According to Piero Ligorio, the statue was found in Rome, near the Trajan Baths, inside the vineyard of Bishop of Viterbo, Sebastiano Gualtieri. It immediately became part of the prelate’s collection and in 1566, it was bought by Alfonso d’Este. In 1575 it was sold to Ferdinando de’Medici, who decided to export it to the collection of antiquities at the Villa Medici in Rome. The statue was kept in the sumptuous Roman residence for over a century. In 1677, it was moved to Florence, together with masterpieces such as the knife-grinder and the wrestlers. These famous works were exhibited in the Tribune, the most precious space of the Uffizi, and the Venus was elevated to symbolic representation of the Florentine museum in its entirety. The prestige of the statue can be seen in subsequent events and the successive collecting history. In 1802, Napoleon ordered the transfer of the statue to Paris. The French period lasted until 1816, when the statue was relocated back to its original location in Florence.

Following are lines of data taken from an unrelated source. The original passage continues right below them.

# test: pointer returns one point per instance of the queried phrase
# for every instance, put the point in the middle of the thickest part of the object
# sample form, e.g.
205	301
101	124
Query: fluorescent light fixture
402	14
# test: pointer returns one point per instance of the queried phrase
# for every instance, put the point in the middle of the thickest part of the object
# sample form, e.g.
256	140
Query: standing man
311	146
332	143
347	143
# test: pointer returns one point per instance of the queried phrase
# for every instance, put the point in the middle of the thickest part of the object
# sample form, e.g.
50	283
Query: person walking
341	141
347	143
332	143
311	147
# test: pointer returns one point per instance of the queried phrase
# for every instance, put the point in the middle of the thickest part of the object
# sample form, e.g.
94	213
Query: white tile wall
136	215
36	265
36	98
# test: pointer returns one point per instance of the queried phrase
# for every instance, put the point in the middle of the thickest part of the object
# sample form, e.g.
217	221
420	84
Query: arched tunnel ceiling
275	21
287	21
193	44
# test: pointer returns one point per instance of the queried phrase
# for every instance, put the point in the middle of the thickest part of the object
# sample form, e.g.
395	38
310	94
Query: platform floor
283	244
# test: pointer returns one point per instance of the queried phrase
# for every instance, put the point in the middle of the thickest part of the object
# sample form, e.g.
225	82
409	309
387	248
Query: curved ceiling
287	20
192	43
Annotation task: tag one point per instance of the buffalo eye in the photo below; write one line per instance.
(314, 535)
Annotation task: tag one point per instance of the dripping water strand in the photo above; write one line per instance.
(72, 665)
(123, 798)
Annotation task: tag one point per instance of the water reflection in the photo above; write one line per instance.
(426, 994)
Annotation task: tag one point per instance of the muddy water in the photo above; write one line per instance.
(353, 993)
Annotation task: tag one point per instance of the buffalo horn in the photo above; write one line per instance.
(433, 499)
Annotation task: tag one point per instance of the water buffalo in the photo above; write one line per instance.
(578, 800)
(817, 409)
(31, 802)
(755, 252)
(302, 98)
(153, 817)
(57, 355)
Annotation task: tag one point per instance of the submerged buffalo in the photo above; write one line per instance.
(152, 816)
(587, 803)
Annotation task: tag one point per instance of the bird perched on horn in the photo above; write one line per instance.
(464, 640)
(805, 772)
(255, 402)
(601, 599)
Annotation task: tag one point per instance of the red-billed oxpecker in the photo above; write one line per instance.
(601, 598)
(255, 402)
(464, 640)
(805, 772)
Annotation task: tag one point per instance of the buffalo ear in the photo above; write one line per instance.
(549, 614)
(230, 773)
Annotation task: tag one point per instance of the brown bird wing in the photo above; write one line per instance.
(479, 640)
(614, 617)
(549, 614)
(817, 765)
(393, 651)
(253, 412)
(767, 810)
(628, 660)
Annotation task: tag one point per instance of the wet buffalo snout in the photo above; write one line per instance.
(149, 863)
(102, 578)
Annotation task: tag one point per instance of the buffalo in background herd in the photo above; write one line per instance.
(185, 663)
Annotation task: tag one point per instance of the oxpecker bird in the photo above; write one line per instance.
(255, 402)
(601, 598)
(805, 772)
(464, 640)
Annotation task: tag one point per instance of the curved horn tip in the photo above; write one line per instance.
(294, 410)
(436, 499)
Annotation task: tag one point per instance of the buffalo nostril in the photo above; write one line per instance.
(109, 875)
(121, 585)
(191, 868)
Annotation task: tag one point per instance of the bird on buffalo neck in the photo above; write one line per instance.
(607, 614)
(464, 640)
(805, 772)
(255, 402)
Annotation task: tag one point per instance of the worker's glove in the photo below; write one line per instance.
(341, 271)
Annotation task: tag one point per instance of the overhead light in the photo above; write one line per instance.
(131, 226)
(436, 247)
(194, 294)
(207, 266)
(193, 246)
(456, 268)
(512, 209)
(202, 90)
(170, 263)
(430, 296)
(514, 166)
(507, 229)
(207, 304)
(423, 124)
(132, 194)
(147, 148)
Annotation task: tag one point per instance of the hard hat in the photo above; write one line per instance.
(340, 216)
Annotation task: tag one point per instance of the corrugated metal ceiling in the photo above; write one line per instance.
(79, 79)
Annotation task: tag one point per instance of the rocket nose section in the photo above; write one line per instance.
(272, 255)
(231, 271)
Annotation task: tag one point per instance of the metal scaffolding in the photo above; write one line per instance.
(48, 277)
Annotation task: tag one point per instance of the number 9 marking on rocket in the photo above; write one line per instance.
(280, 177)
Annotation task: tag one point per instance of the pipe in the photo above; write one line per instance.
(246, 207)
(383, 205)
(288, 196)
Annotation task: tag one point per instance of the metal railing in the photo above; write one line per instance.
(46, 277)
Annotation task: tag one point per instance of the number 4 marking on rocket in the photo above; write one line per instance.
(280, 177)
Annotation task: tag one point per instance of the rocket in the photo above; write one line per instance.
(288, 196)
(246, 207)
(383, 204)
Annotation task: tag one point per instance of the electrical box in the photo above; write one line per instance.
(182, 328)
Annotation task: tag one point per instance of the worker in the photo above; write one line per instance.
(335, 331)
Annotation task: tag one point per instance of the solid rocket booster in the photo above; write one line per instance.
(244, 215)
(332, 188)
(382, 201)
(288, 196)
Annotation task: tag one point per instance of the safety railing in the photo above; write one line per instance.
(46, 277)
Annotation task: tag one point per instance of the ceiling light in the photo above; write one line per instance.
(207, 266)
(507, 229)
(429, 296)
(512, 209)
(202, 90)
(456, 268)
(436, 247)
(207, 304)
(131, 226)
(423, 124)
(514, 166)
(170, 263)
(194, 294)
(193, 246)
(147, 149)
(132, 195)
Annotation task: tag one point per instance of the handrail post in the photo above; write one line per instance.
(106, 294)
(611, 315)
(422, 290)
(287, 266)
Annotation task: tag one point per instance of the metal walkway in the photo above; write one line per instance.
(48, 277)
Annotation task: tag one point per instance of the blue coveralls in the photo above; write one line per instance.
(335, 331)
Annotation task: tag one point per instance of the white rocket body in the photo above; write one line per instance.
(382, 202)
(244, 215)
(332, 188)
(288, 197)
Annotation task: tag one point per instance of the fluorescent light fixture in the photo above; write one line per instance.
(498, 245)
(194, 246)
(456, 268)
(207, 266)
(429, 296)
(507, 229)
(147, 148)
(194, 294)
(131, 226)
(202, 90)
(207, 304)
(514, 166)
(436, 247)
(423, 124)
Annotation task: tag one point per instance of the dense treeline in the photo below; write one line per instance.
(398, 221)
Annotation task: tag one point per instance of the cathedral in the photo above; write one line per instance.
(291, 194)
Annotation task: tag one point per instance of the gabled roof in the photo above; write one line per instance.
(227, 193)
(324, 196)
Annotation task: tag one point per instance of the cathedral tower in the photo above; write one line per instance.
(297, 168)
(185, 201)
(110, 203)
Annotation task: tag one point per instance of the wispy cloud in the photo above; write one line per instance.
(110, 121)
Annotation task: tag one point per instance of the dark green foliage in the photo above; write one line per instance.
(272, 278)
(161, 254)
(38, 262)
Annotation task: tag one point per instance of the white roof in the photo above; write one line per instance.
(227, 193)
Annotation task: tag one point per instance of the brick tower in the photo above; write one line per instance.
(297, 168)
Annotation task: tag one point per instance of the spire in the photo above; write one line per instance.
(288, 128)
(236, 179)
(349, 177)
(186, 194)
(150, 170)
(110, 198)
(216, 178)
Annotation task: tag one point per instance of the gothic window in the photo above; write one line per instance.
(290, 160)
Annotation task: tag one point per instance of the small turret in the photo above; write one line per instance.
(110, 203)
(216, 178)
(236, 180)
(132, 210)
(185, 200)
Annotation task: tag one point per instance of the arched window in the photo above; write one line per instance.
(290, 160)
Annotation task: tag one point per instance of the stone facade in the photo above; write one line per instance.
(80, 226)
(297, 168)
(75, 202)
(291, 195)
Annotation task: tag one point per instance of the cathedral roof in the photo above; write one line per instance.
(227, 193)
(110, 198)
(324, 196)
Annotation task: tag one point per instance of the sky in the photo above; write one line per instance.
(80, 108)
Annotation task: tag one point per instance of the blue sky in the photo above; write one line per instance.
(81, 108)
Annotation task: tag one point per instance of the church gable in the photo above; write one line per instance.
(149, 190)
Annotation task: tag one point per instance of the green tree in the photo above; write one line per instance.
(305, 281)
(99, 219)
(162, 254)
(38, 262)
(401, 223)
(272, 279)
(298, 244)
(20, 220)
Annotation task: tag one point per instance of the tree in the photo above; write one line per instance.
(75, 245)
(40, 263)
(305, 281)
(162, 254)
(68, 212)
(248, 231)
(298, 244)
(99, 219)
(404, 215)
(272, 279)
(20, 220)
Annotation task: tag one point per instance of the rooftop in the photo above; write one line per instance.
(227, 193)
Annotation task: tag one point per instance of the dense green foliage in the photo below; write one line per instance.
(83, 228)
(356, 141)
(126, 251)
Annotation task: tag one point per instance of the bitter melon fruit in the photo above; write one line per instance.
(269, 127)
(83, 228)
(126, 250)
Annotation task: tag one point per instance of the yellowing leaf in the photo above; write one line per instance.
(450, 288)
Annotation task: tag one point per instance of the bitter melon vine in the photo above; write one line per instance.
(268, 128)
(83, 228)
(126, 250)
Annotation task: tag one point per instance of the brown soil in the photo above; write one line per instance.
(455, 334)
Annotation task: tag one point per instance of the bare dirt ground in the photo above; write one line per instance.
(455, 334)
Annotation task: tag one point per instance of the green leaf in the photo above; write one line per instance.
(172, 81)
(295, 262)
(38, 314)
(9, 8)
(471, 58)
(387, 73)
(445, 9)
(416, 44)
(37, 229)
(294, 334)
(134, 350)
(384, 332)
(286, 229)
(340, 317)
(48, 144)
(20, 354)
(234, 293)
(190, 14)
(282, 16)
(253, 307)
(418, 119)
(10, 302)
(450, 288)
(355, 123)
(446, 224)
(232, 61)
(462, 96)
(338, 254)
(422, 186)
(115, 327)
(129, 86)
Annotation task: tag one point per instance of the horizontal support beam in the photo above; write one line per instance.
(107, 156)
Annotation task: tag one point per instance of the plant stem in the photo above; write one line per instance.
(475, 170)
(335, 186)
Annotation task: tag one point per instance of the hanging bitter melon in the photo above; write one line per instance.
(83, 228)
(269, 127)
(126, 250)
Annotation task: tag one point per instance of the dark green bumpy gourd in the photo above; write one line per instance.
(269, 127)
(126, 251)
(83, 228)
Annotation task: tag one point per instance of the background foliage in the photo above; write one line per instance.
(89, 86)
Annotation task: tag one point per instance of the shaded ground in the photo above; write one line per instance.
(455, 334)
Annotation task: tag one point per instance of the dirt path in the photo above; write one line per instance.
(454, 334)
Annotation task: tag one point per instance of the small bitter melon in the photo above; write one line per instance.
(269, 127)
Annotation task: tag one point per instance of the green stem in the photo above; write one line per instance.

In a rare circumstance for ancient statues, the Venus has a known author. The base podium in fact bears his signature, Cleomenes, son of Apollodorus, a sculptor working in Athens during the 1st century B.C.
High-quality small replicas of this and other famous statues and busts from antiquity were produced in bronze, terracotta and porcelain, in Rome and elsewhere. In Rome during the second half of the eighteenth century, four enterprising foundries were active – those of Francesco Righetti, Luigi and Giuseppe Valadier, Giuseppe Boschi and (the largest and most popular), the foundry of Giacomo and Giovanni Zoffoli, who produced this bronze.
Hugh Honour had published the 1795 inventory of all bronzes produced by Giovanni and Giacomo Zoffoli, which includes also the Venus de Medici. Generally, several of these bronze reductions were acquired by foreign travellers on the Grand Tour.